Он резко повернулся на каблуках и посмотрел на своих сыновей. Леофрик никогда раньше не видел такого выражения в глазах своего отца. Это было больше, чем горе или ярость. Это было похоже на безумие – и это казалось безумием: осквернять тело христианской женщины, хоть и была она неблагородна и осуждена на смерть.
– Вы отнесете голову обратно в лагерь разбойников и бросите ее им. Пусть они знают, что мы убили их женщину, и пусть думают, что она мертва. Пусть они это почувствуют. А потом дайте им уйти. Не давайте им боя. Заставьте их бежать.
– oOo~
Они ехали под золотым и синим знаменем своего отца, а следом шел целый отряд солдат. Эдрик забрал топор дикарки, решив вернуть его варварам вместе с изуродованной головой. Это помогло бы сделать обман более правдоподобным.
Усталый и павший духом, Леофрик не испытал никакого удовлетворения, когда они подошли к все еще тлеющим остаткам лагеря разбойников. Зловоние смерти наполняло его нос и легкие. Тела их собственных солдат и лошадей все еще лежали по земле.
Трупы дикарей были свалены в кучу, как дрова. От лагеря мало что осталось. Но когда Эдрик, Леофрик и Дунстан подъехали, враг подобрал свое оружие и двинулся вперед, готовый снова вступить в бой.
По сигналу Эдрика конные лучники рассредоточились, образовав вокруг них дугу.
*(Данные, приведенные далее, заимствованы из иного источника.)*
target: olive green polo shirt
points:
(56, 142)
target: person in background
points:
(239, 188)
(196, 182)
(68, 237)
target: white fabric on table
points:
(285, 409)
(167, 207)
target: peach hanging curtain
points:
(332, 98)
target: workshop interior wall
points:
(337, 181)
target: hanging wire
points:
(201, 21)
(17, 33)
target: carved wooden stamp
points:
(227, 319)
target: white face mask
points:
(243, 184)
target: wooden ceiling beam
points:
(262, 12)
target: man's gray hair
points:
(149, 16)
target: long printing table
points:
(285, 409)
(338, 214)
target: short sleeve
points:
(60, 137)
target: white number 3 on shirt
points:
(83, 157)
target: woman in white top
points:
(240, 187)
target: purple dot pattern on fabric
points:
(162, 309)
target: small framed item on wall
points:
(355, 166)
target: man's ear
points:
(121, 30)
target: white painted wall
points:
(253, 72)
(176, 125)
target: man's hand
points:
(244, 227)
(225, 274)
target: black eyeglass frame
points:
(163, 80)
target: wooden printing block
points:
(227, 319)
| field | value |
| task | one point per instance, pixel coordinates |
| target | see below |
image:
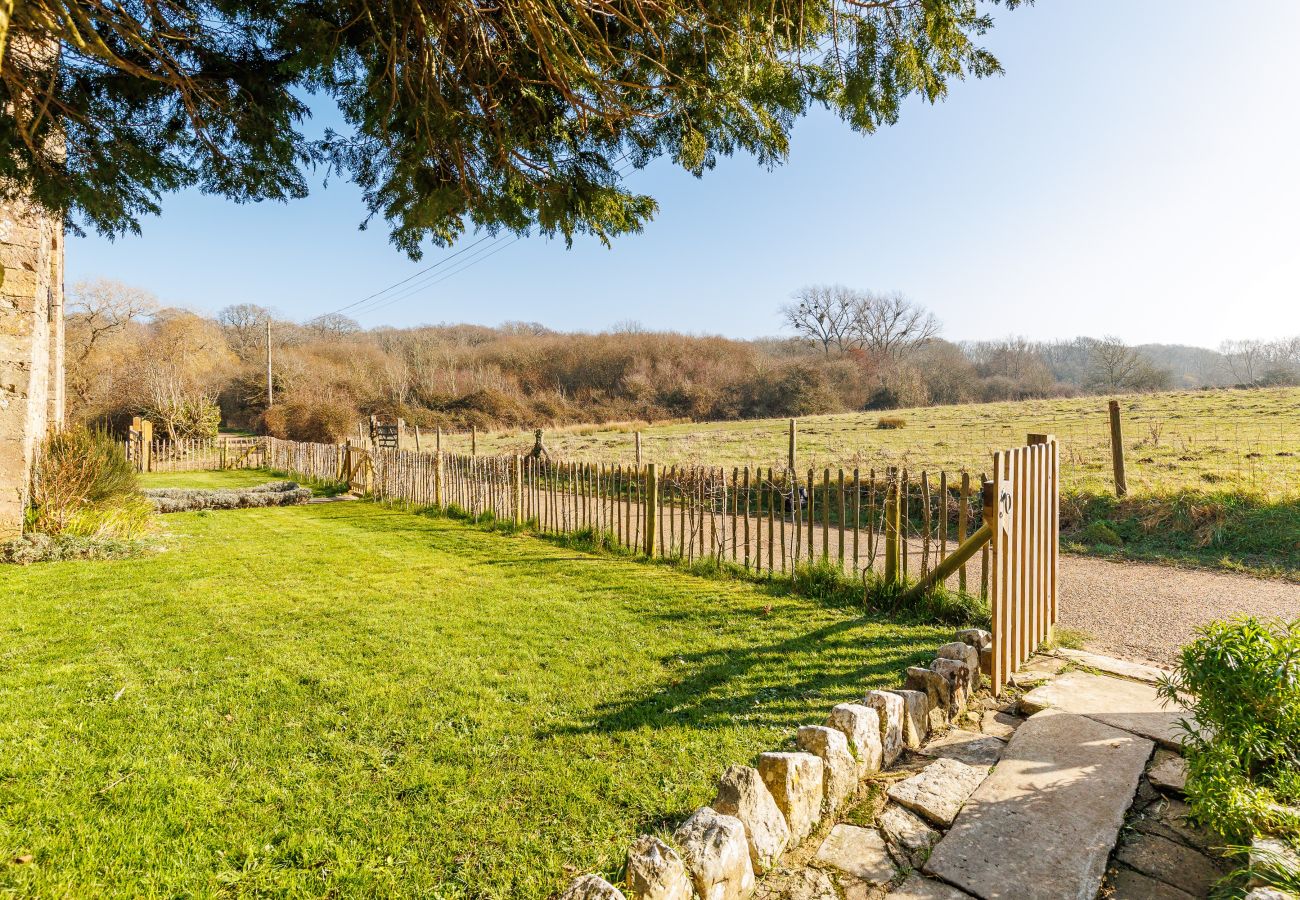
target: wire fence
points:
(897, 523)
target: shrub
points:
(57, 548)
(1240, 680)
(185, 416)
(320, 422)
(83, 484)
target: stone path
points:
(1044, 823)
(1027, 797)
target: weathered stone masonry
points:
(31, 347)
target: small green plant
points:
(1101, 532)
(85, 485)
(1240, 680)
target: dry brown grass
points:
(1235, 441)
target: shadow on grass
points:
(722, 684)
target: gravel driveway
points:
(1148, 611)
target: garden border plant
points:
(1240, 682)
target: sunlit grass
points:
(1242, 441)
(345, 700)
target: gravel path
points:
(1148, 611)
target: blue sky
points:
(1132, 173)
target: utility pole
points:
(271, 396)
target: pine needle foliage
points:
(518, 115)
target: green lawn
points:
(233, 477)
(347, 700)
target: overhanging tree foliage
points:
(460, 113)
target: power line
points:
(398, 284)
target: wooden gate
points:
(1025, 523)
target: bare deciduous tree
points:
(102, 307)
(1116, 366)
(823, 314)
(245, 325)
(891, 324)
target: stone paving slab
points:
(1138, 671)
(969, 747)
(858, 852)
(1041, 826)
(1129, 885)
(926, 888)
(1130, 705)
(1170, 862)
(939, 790)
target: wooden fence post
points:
(146, 445)
(1117, 450)
(437, 477)
(519, 490)
(893, 536)
(651, 505)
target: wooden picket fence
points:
(910, 528)
(152, 454)
(768, 520)
(1026, 537)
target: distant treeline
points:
(130, 355)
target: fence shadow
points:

Они натянули тетивы и стали ждать.
Эдрик спешился, и Леофрик последовал за ним. С кожаным мешком на плече и топором за спиной его брат шагнул вперед. Положив руку на рукоять меча, Леофрик прикрывал его спину
Гигант был жив, как и его женщина. Рука и грудь женщины были обмотаны повязкой, но она встала рядом со своим спутником и светловолосым воином, который тоже был перевязан.
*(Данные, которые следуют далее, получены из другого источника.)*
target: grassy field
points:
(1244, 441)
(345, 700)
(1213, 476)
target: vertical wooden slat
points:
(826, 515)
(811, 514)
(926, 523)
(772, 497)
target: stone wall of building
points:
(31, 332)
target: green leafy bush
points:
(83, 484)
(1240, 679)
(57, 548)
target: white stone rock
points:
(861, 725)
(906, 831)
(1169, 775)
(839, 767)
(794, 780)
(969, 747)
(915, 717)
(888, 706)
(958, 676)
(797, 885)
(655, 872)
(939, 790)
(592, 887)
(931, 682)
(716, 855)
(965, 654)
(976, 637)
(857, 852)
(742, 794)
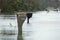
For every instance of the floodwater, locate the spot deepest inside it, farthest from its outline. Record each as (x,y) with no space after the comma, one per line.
(8,27)
(43,26)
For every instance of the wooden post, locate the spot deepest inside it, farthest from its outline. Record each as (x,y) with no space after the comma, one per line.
(20,18)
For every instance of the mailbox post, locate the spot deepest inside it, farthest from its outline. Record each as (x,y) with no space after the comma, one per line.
(20,19)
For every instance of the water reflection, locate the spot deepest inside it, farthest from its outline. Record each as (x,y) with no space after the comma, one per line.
(8,27)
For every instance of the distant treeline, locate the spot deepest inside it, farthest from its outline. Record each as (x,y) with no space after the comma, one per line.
(11,6)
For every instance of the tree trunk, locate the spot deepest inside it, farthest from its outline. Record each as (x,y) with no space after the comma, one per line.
(20,18)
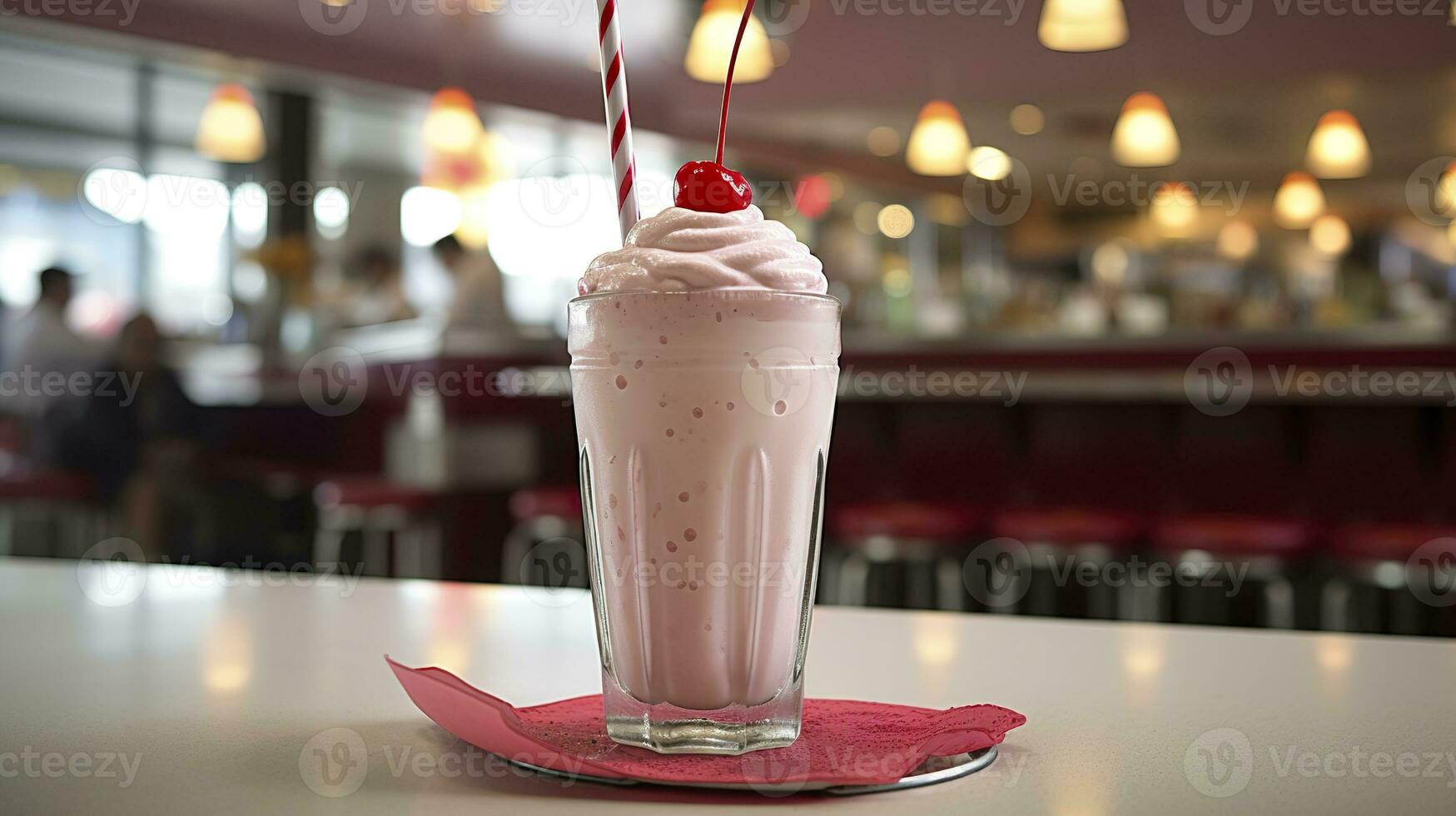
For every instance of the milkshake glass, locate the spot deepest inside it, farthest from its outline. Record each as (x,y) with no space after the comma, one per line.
(703,421)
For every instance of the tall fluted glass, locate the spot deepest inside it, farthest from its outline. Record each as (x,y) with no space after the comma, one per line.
(703,423)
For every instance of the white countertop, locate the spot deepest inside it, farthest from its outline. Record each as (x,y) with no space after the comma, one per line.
(198,695)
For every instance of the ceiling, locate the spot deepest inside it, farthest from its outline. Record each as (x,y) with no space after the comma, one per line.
(1244,102)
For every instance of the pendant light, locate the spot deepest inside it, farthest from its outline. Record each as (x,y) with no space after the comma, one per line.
(452,126)
(1329,235)
(938,145)
(1339,147)
(1145,134)
(711,44)
(1299,202)
(231,128)
(1238,241)
(1082,25)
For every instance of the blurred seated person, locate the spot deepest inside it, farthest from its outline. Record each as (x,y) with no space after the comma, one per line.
(137,436)
(480,291)
(376,295)
(40,346)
Великан казался неуязвимым.
– Кто-нибудь из вас говорит на нашем языке?
В ответ на вопрос Эдрика светловолосый воин шагнул вперед, и гигант последовал за ним, держа в руке топор. Когда женщина тоже подошла к ним, гигант остановил ее, положив руку ей на плечо.
Им ответил светловолосый:
– Некоторые говорят.
– Я пришел с посланием от Эдрика, короля Меркурии. Вам здесь не рады. Вы меня понимаете?
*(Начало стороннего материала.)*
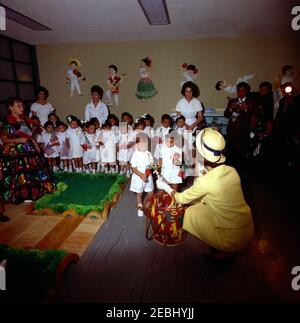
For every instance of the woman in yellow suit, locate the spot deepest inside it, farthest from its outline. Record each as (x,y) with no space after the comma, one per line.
(218,213)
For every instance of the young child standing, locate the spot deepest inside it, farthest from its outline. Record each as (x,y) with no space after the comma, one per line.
(91,153)
(64,146)
(107,141)
(161,132)
(50,144)
(75,134)
(141,180)
(124,149)
(170,161)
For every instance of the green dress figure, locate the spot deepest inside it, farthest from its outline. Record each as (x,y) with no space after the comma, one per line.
(145,88)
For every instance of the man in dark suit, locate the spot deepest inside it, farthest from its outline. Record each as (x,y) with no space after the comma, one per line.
(241,113)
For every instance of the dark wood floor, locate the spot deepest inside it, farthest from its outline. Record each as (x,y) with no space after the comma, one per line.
(120,265)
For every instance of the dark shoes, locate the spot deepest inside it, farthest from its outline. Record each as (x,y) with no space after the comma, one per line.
(4,218)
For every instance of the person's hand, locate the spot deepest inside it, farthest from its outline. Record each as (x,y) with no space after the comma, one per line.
(143,177)
(22,140)
(161,185)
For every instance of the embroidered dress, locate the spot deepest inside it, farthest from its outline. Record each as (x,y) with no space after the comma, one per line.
(26,172)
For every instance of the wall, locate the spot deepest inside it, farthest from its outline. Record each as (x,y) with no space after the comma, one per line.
(215,59)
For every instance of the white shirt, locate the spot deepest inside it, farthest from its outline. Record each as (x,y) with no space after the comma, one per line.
(100,112)
(141,160)
(167,155)
(42,111)
(189,109)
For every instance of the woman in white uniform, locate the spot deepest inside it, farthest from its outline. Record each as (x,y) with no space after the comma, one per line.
(41,108)
(189,106)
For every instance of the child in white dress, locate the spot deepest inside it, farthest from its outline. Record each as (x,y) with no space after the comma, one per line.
(124,154)
(141,163)
(75,134)
(91,152)
(50,144)
(64,146)
(161,132)
(108,150)
(170,161)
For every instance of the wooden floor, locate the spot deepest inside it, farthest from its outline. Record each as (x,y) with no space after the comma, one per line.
(120,265)
(71,233)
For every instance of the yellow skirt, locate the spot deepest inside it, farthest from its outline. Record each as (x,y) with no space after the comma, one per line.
(198,221)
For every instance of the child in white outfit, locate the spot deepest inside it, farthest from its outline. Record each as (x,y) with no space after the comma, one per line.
(141,163)
(124,154)
(91,152)
(170,161)
(75,135)
(108,150)
(50,144)
(64,146)
(161,132)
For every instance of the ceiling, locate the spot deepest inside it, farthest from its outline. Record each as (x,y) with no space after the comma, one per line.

Никто не ответил. Они только свирепо смотрели на него. Но Леофрику показалось, что они все поняли.
– У короля очень много солдат, намного больше, чем приходило с нами. Если вы не покинете нашу землю до завтрашнего рассвета, то эта участь постигнет вас всех.
Он открыл мешок и вытащил голову, ухватив за заплетенные светлые волосы. Она была грязной и окровавленной и едва ли походила на человеческую. Эдрик швырнул ее в того, кто заговорил. Рефлекторно он поймал ее – и только потом увидел, что поймал.
Воин снова поднял глаза, широко раскрытые, полные шока и ярости.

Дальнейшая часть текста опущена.